Google has made surprise announcement at its I/O developer conference , and it could be a game changer for virtual reality.
During a keynote presentation at the Shoreline Amphitheatre in Mountain View, California, Google chief executive Sundar Pichai unveiled a new version of the popular HTC Vive headset , running Google’s virtual reality software, Daydream.
First unveiled at the same event last year , Daydream is Google’s virtual reality operating system, which provides a platform for VR apps in the same way that Android provides a platform for mobile apps.
While details about the new HTC Vive headset are scant, Pichai said it is wireless and designed to work as a standalone device, meaning it doesn’t rely on a smartphone or PC for power.
This represents a dramatic departure from the original HTC Vive, which has to be plugged into an extremely powerful – and expensive – PC, in order to work.

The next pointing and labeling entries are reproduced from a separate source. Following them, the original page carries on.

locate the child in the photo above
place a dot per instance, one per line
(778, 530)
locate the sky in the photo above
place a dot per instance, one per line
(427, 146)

However, it’s also unlike other wireless virtual reality headsets, such as the Samsung Gear VR and Google Daydream View, which are essentially dumb headsets, with a smartphone slot at the front.
These headsets rely on the smartphone to carry out all of the data and graphics processing, whereas the new HTC Vive does everything itself.
Unlike the Playstation VR, which is aimed squarely at gamers, the new HTC Vive is intended as a general-purpose virtual reality headset.
“From storytellers and manufacturers to doctors and teachers, VR is impacting every part of society and sparking imagination like never before,” said HTC in a blog post.
“More information on Vive’s standalone VR headset will be made available soon, but rest assured it will be simple, easy-to-use and with no cables to connect. Just pick it up, put it on and be fully immersed in your new reality.”
The new HTC Vive won’t be the only VR headset to run Google’s Daydream software – the company is reportedly planning to support a range of standalone headsets.
However the Vive already has a headstart over its rivals – having built a reputation as a leader in virtual reality over the past year – and the portability of the new headset, together with the removal of the requirement for an expensive computer, will undoubtedly help bring virtual reality into the mainstream.